SalsaBookshelf

IndexedHBase - Text Indexing and Search with ClueWeb09

Overview

IndexedHBase can be used to build inverted indices for text data stored in HBase to support efficient text search. Figure 1 shows an example of an inverted index. For a given set of documents, each composed of a series of terms (words), it records such information: for each term, which subset of documents contain it in their texts?

Figure 1. An example inverted index.

Here we use the ClueWeb09 dataset to demonstrate the application of IndexedHBase in text indexing and search, and measure its performance in variuos aspects, including inverted index building, real-time updating, searching, etc.

Table Schemas for Text and Index Data

Since the ClueWeb09 data set is composed of web pages crawled from the Internet, we design the table schemas in Figure 2 to store the text and index data. In CW09FreqTable, column names are document IDs, and cell values are frequencies of terms in documents. In CW09PosVecTable, cell values are position vectors of terms in documents. The structures of CW09FreqTable and CW09PosVecTable are general enough for storing inverted indexes for any other text data sets.

Figure 2. Table schemas for text and index data.
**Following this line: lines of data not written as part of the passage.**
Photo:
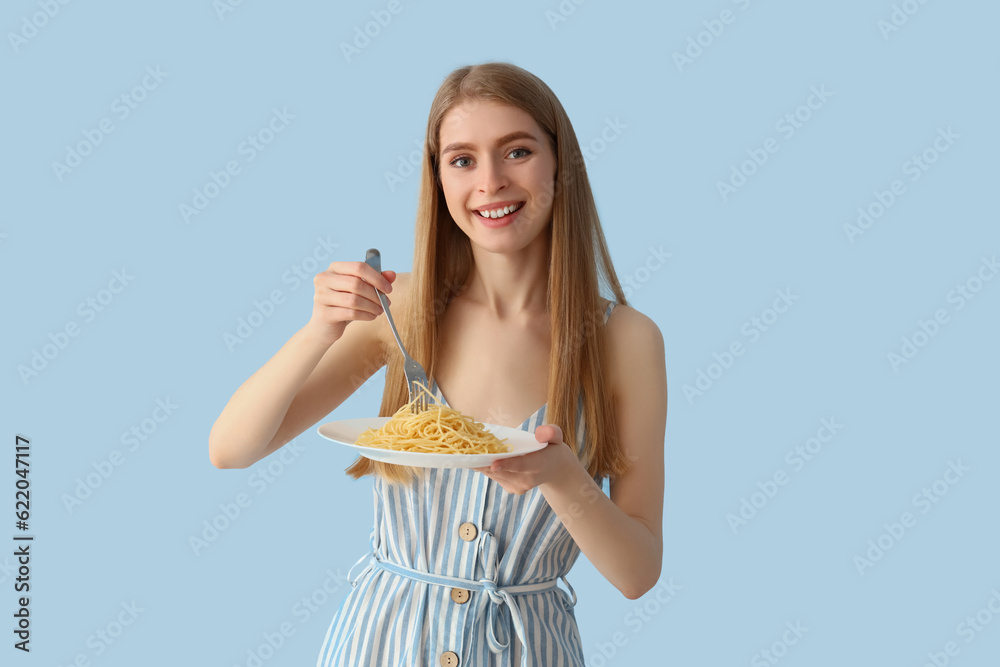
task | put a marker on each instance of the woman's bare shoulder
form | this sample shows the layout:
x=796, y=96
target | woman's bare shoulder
x=634, y=340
Batch and Online Index Building

The Batch Inverted Index Building is completed with a Hadoop MapReduce program provided by IndexedHBase. We use the bulk loading strategy provided by HBase to populate the index tables, so the output of the program is HFiles. The execution of the program is illustrated in Figure 3.

Figure 3. MapReduce index building program.

Figure 4 shows the index building time and scalability measured in the tests done on the Quarry HPC cluster. The whole data set contains about 50 million web pages; its size is 232GB compressed and is about 1.5TB after decompression. In case of 96 data nodes, it takes about 181 minutes to build the index table. This number is comparable to Ivory's index building program as reported here. Furthermore, we get a moderate speed up of 1.76 when the cluster size is doubled. This indicates that IndexedHBase is able to handle larger data sets by having more resources.

Figure 4. Parallel batch index building performance vs. scale. Figure 5. Docs/s by all clients in online indexing test.

Figure 5 shows the aggregate performance of multiple online indexers using the online indexing strategy of IndexedHBase. We can see that as the number of concurrent clients increase, the aggregate system throughput and number of documents processed per second increases sub-linearly. Even in the case of 32 distributed clients, it takes only 50ms for a client to insert and index one document. This proves that IndexedHBase can support dynamic real-time data updates from multiple application clients very well.

Searching Strategies

Based on the inverted indices, we design the following three searching strategies and compare their performance for searching terms with different characteristics.

Parallel scan search (PSS): launch a MapReduce program to scan the text data table in parallel and search for the given term in texts. This strategy does not use the index.

Sequential index search (SIS): first access the index table to get document IDs, then sequentially access the text data table to get document texts.

Parallel index search (PIS): first access the index table to get document IDS, then use MapReduce to get texts from the text data table for all document IDs in parallel.

Table 1 presents the performance comparison of these three strategies for searching terms with different selectivities. We can observe that sequential index search is especially efficient for searching infrequent terms, and parallel index search is almost always preferable than parallel scan search. To choose the best searching strategy in practice, multiple factors should be considered, including terms' document count distribution, random access speed of HBase, number of mappers to use in parallel scan search and parallel index search, etc.

Table 1. Performance comparison for 3 searching strategies
term document count (selectivity in %) PSS search time (s) SIS search time (s) PIS search time (s) longest / shortest
all 30,237,276 (65.31%) 2,335 25,208 904 28
copyrights 4,022,026 (9.98%) 2,365 3,579 155 23
continental 435,901 (1.08%) 2,394 961 208 12
youthful 64,409 (0.16%) 2,384 282 173 14
pairwise 6,011 (0.01%) 2,427 32 50 76
institutional 90 (< 0.01%) 2,413 3 31 804